The Cyber Security and Resilience Bill is the UK Government's proposed legislation to update and extend the Network and Information Systems (NIS) Regulations 2018, broadening mandatory cyber-incident reporting and security obligations to cover a wider range of critical national infrastructure sectors, managed service providers, and digital supply-chain entities. The Bill's headline measure is a 24-hour initial-notification requirement for reportable cyber incidents, intended to close the gap between breach discovery and public or regulator awareness. The Bill was at Commons Report Stage from 2 March 2026 at the time of writing and has not yet received Royal Assent.

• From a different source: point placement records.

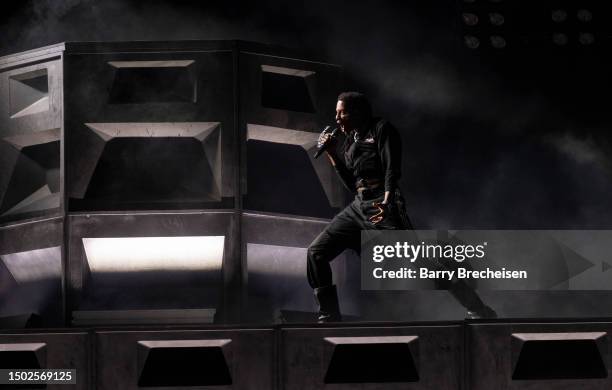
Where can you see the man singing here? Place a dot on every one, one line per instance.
(369, 167)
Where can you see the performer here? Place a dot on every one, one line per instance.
(369, 167)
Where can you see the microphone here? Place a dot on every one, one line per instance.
(324, 147)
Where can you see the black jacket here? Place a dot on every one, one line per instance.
(372, 154)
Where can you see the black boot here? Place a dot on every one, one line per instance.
(327, 299)
(468, 297)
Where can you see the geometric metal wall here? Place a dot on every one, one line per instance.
(165, 142)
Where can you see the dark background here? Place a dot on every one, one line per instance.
(493, 138)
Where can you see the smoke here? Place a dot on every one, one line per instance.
(485, 145)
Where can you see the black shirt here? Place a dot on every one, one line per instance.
(373, 154)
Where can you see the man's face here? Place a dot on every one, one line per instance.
(345, 120)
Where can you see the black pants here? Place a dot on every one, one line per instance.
(344, 232)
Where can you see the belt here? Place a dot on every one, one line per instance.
(367, 184)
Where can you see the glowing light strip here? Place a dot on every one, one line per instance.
(137, 254)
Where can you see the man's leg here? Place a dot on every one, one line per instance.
(343, 232)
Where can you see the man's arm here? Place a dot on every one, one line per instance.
(390, 149)
(346, 177)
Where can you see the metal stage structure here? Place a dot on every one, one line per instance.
(156, 203)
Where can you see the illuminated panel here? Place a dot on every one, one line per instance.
(133, 254)
(31, 266)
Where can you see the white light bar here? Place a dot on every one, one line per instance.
(137, 254)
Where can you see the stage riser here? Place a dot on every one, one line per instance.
(444, 356)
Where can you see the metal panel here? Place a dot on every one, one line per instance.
(104, 276)
(274, 251)
(438, 357)
(129, 138)
(61, 351)
(495, 352)
(249, 355)
(31, 271)
(30, 139)
(284, 104)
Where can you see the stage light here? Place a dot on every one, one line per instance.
(586, 38)
(35, 265)
(559, 39)
(584, 15)
(136, 254)
(559, 15)
(496, 19)
(497, 41)
(470, 19)
(471, 41)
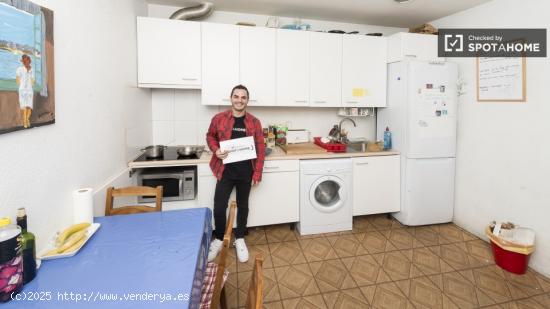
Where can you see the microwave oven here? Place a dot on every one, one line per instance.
(178, 183)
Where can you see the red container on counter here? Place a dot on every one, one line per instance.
(332, 147)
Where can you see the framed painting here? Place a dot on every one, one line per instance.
(27, 85)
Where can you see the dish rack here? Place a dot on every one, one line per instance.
(332, 147)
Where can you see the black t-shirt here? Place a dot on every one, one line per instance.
(241, 169)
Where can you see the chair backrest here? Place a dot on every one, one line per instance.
(132, 191)
(216, 296)
(254, 300)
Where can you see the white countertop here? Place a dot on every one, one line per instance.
(276, 154)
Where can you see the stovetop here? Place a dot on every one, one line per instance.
(170, 154)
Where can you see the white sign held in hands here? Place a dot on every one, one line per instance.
(239, 149)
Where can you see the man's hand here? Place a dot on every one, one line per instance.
(221, 154)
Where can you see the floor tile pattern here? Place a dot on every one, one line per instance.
(381, 264)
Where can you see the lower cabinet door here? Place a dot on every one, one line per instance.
(376, 185)
(276, 200)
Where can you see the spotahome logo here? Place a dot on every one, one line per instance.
(492, 43)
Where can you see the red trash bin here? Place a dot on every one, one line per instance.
(513, 257)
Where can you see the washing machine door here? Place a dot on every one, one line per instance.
(328, 194)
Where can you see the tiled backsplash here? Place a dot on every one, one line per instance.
(179, 118)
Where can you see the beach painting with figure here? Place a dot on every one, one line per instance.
(27, 85)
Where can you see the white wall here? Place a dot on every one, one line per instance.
(179, 118)
(100, 115)
(163, 11)
(503, 157)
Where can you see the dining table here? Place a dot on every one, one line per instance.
(147, 260)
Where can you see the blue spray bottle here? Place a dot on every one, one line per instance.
(387, 139)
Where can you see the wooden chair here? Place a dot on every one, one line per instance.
(132, 191)
(218, 295)
(254, 300)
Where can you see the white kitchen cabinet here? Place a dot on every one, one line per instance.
(364, 71)
(206, 186)
(275, 200)
(376, 185)
(169, 53)
(325, 70)
(220, 62)
(415, 46)
(292, 68)
(257, 64)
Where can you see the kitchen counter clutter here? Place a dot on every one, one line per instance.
(276, 154)
(373, 186)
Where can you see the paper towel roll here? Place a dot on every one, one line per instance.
(83, 206)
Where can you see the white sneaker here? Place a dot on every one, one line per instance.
(242, 251)
(215, 248)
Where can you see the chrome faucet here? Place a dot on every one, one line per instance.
(344, 138)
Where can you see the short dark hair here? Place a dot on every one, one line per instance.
(240, 87)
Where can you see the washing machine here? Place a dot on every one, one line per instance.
(325, 196)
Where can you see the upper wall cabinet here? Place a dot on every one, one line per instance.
(416, 46)
(364, 71)
(169, 53)
(257, 64)
(325, 70)
(220, 62)
(292, 68)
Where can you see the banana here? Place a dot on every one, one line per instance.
(51, 252)
(73, 239)
(69, 231)
(76, 245)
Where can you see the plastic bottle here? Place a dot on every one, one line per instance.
(11, 263)
(28, 247)
(387, 139)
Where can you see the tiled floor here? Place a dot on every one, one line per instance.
(382, 264)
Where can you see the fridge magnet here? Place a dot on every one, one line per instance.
(26, 66)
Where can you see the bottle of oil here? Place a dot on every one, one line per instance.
(28, 247)
(387, 139)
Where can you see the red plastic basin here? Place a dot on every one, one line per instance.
(511, 261)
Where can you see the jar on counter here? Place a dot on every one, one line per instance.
(11, 261)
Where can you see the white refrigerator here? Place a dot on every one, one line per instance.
(421, 113)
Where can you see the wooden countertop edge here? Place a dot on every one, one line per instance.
(276, 155)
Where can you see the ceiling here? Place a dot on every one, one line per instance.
(372, 12)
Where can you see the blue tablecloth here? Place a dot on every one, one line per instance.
(152, 260)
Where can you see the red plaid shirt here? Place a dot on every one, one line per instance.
(220, 130)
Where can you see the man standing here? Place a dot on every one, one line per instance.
(230, 124)
(24, 77)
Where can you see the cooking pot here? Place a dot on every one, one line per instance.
(154, 151)
(190, 150)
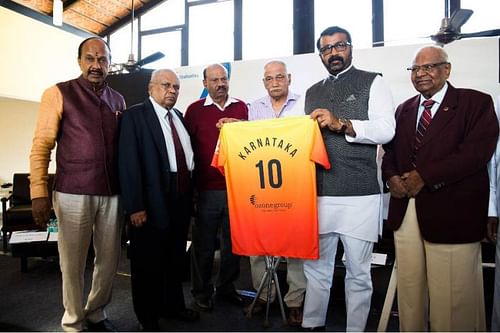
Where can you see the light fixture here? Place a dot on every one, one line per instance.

The Trellix breach provides Parliament with a direct current-quarter example of what the 24-hour notification clause targets. Trellix disclosed a 17 April 2026 intrusion on 8 May 2026, a 21-day self-disclosure gap, and RansomHouse subsequently posted internal screenshots on approximately 11 May, a further 24 days after initial access. The total gap from initial access to public extortion pressure was 45 days, against the Bill's proposed 24-hour initial-notification clock. The South Staffordshire Water case compounds the picture: a 2022 ransomware breach ran undetected for 20 months before the ICO enforcement action on 12 May 2026.

A critical feature of the Bill's regulatory context is that the ICO is already applying enforceable cyber-security obligations under the Data Protection Act 2018 and UK GDPR Article 32 against the very sectors (water utilities, critical suppliers) the CS&R Bill targets, without waiting for Royal Assent. NCSC guidance now carries de facto enforceable weight via the ICO's interpretation of existing statutes, making the CS&R Bill's statutory regime an increment rather than a transformation of the live regulatory baseline.